Trabalho formal segue em elevação no Estado

Publicado em 19 de janeiro de 2023

Após a recessão econômica provocada pela pandemia de Co­vid-19 e uma severa estiagem, o mercado de trabalho no Rio Gran­de do Sul seguiu em recuperação no terceiro trimestre de 2022, com dados positivos de empregos for­mais. É o que aponta o Boletim de Trabalho do Rio Grande do Sul, divulgado pelo Departamento de Economia e Estatística (DEE), vin­culado à Secretaria de Planejamen­to, Governança e Gestão (SPGG).

O documento foi elaborado pelos pesquisadores Guilherme Xavier Sobrinho e Raul Bastos.

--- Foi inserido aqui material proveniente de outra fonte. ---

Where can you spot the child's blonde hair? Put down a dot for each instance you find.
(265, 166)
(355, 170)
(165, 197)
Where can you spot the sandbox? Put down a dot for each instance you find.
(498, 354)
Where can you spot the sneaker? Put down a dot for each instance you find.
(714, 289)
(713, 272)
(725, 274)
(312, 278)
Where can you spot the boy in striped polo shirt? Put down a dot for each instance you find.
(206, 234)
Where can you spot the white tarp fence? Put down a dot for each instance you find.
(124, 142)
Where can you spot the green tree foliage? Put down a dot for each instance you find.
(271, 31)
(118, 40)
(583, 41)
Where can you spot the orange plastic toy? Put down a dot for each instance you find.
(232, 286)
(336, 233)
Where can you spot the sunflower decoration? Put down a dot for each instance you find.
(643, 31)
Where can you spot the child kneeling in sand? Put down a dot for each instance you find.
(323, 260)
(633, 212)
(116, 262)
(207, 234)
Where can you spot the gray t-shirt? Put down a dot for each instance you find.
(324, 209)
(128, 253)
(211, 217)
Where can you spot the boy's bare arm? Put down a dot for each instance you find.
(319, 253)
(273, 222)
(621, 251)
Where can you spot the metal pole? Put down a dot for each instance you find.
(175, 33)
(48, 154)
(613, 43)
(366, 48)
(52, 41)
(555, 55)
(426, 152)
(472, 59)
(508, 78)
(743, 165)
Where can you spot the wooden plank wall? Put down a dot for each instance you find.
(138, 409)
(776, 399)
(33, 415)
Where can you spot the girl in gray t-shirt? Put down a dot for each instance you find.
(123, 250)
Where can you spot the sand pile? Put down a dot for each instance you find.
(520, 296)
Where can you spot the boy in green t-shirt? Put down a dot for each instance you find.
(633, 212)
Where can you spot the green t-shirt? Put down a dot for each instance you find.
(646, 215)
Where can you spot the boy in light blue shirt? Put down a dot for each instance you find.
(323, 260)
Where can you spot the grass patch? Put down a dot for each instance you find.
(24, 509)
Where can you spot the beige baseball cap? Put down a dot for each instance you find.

Os dados da PNAD Contínua indicam que, em linhas gerais, com exce­ção dos rendimentos dos ocupa­dos, houve avanços nos principais indicadores do mercado de traba­lho gaúcho. “Entre outros aspec­tos, a continuidade do processo de melhora no 3º trimestre de 2022 é ratificada pela recuperação da taxa de participação na força de trabalho, pelo aumento do nível de ocupação e pela queda na taxa de desocupação”, explica Raul Bastos. Também ocorreu crescimento no número de empregos formais, com 109,2 mil novos vínculos na comparação com novembro de 2021. “Apesar deste crescimento, o resultado marca uma desacele­ração no confronto com o período de novembro de 2020 ao mesmo mês de 2021, pois o saldo decres­ceu aproximadamente 30%”, pon­tua Guilherme Sobrinho.

Na mesma base de compara­ção, a maior variação percentual do emprego formal foi registrada no setor da construção civil (6,9%), enquanto serviços e agropecuá­ria dividiram a segunda posição, com 5% de expansão dos seus es­toques. A indústria, que liderou o crescimento nos 12 meses anterio­res, passou para a quarta coloca­ção (3,5%), superando apenas o co­mércio (3,2%).

Na distribuição dos empregos formais gerados entre novembro de 2021 e novembro de 2022, hou­ve equidade entre homens (50,1%) e mulheres (49,9%), reforçando a tendência de progressiva conver­gência nas participações dos dois grupos no mercado formal de tra­balho gaúcho – a Relação Anual de Informações Sociais (Rais) mos­tra que, ao final de 2021, homens ocupavam 53,2% dos vínculos for­mais do Estado. Dez anos antes, sua parcela era de 55,3%.

No Estado, a preferência é pela mão de obra mais jovem. En­tre novembro de 2021 e novembro de 2022, os menores de idade fi­caram com 26,3% dos novos em­pregos (28,8 mil adolescentes). Os jovens de 18 a 24 anos concentra­ram 53,7% dos postos adicionais gerados no período, com 58,6 mil vínculos. Assim, 80% dos empre­gos gerados em um ano se referem a menores de 25 anos, os quais, na Rais de 2021, limitavam-se a 15,5%. As duas faixas com idades mais elevadas (50 a 64 anos e 65 anos ou mais) foram as únicas a ter saldos negativos.

O salário médio real de ad­missão, situava-se, em novembro último, 1,9% acima do praticado no mesmo mês do ano anterior e atingia R$ 1.801,52.